Is Faith a gift from God or not? Can you define your answer to this question in detail, please, thank you. How does God call sinners? Can you define this for me, in detail? BTW, where is the preaching of the Law to sinners, here? The Law must be preached prior to the Gospel. The Law strips the sinner of any hope or life. The Law exposes the sinful concupiscence; the fallen nature of mankind; of the individual sinner before a Holy God. You miss two very crucial biblical truths here. In the other post you only point to the inward activity of man; instead of pointing the sinner outward to Christ and his finished works. Instead you goat and boast about man's godly acts. And here in this post the void of the Law that condemns sinners because of their concupiscence under the Law.
This is why fhansen you have a convoluted piece-meal theology. A mosh posh Frankenstein monster of the Law/Gospel (Gos-law-pel). That is no Gospel at all. No good news for the ungodly.
The reason you’re confused is because it’s not a matter of either/or, but both/and, with God initiating and man responding, or
not responding. So, both God’s calling and the faith to respond are gifts of grace, as I’ve maintained. But
GRACE IS RESISTBLE; gifts can be rejected. He gives everything we need to believe, with even creation, itself, testifying to His existence, so that
no one has excuse for unbelief. Everything Jesus said and did reveals the true God and is a call to faith while the Holy Spirit works within to move and draw us to it. The cross emphatically testifies to His unfathomable love, calling men to love in return. Some will respond and some won’t. And even when we
do assent, we may turn back away later, which the bible speaks of and warns us about. We may be like the Jewish leaders in John 12:42 who believed but wouldn’t profess it because they loved the praise of men more than the praise of God. We may be rocky soil, we may not come when He beckons all who are weary to come, or we may look back after putting our hand to the plow. We may reject the heavenly gift after tasting it, we may reject Christ after coming to know Him and escaping the pollution of the world, returning to the flesh. Will we remain in Him, apart from Whom we can do nothing? These are all biblical instances of grace given and grace resisted, or warnings against resisting.
Faith is a turning away from sin and the world and turning
to God. I apologize if you’ve answered this already but I’m not sure if you’ve given a direct answer. Since you believe-I think- that justification consists of a declared righteousness rather than righteousness given, can a believer sin wantonly, persistently and expect to enter heaven?
Or is sin simply, automatically overcome in a believer?
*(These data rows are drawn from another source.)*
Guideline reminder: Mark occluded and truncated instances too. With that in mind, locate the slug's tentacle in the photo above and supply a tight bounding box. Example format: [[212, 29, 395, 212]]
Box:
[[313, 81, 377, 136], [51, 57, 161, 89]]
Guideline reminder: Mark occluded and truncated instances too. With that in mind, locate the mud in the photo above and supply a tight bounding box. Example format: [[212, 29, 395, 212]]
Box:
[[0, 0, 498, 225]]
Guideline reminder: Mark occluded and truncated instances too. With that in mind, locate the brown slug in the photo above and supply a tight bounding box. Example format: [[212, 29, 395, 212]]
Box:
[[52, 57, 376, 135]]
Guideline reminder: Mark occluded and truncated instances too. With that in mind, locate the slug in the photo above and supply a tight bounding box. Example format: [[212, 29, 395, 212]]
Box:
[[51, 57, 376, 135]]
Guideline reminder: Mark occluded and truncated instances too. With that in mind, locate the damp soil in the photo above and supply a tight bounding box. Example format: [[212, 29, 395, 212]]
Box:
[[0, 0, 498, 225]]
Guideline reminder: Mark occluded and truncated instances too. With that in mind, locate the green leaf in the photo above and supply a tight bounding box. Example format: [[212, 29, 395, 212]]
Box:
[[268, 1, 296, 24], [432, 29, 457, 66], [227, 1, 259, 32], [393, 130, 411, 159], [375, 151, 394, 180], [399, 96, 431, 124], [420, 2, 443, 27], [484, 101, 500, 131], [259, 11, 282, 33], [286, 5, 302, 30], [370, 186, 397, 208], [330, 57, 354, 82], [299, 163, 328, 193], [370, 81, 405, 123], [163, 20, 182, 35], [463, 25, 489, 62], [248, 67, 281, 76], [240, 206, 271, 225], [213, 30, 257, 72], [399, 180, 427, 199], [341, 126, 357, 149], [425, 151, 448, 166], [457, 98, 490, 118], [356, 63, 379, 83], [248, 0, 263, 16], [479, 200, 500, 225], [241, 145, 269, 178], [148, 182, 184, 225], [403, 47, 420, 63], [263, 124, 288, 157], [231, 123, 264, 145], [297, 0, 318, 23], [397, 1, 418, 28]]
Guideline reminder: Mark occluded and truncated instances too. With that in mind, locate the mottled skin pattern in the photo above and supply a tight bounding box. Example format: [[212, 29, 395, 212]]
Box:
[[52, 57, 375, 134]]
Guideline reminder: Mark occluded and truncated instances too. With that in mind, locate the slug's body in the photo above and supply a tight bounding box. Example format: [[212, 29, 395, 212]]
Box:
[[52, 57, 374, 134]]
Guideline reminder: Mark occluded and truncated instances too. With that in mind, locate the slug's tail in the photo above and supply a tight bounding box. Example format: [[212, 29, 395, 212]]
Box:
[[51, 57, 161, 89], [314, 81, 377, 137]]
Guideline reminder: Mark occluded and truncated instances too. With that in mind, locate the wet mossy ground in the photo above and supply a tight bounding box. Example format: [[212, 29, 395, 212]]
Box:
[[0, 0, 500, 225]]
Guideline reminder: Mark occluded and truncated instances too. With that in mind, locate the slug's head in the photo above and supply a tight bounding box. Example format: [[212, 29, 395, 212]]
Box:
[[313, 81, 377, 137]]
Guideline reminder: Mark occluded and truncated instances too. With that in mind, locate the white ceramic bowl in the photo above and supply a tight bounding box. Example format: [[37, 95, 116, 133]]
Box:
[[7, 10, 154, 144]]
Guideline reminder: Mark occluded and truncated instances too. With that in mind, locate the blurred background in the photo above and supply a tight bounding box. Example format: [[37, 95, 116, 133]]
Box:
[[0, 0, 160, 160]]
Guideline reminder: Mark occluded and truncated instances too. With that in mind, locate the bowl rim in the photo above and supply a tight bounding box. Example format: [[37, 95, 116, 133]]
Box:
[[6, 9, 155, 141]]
Christ’s gospel isn’t convoluted; it’s simple. You shall love the Lord your God with your whole heart, soul, mind, and strength and your neighbor as yourself. That hasn’t changed one bit with the new covenant. To the extent that you achieve this, you have become who you were created to be. That love, not the law, can make you right IOW, and God is the only way to that love. “Apart from Me you can do nothing.” Apart from love you
are nothing (1Cor 13:2).
That’s the heart of the gospel. Turn to Him in faith and you begin that journey. It’s all about who you fellowship with. Reconciliation with God is not merely some forensic or legalistic matter; it’s to
enter union with Him. That connection to the Vine is the basis of man’s righteousness, as opposed to the unjust state of alienation from Him that Adam realized for humanity. That’s how faith justifies, by restored relationship with our Creator as we finally acknowledge His existence and our dependence on Him, not on ourselves.
And, again, God didn’t suddenly decide to create little Christian automatons with the advent of His Son who could only choose and respond rightly after regenerating them. He could’ve done
that at the very beginning of creation. Grace is resistible, but you keep obstinately resisting that fact.
Nor did He remove the obligation from man to be personally righteous and live accordingly. We just need
Him in order to do it. Adam was wrong.
What does this mean? Are you saying that our righteousness is because of Christ's righteousness? If so, I agree, if not, then you do not understand the righteousness given in the Gospel promise. And rely on, to establish your own righteousness, instead of submitting to the righteousness of God given freely in Christ through Faith Alone!
The righteousness of Christ is the righteousness given to us-
that we are to follow Him in!!!
How on earth are you cooperating with His Work? Do you not see that you are trying to find glory and boasting in your deeds???? Either Christ finished it all for God's people or not. There's no in between here.
Why/how can anyone boast in simply doing the right thing, that which they're supposed to do and are now enabled to do by the Spirit as a result of
humbly turning to God in faith???
It's in our fallen state, sir, that God Justifies the ungodly (
Rom. 4:5).
Yes-that's what i said-and have been constantly saying...sir. You really need to perform some due diligence in studying the history of the Christian faith. Otherwise you'll continue to myopically hang onto a few isolated concepts gleaned from Scripture centuries after the fact and fail to receive the full understanding of the faith. I know the gospel- and don't wish to keep repeating the same things.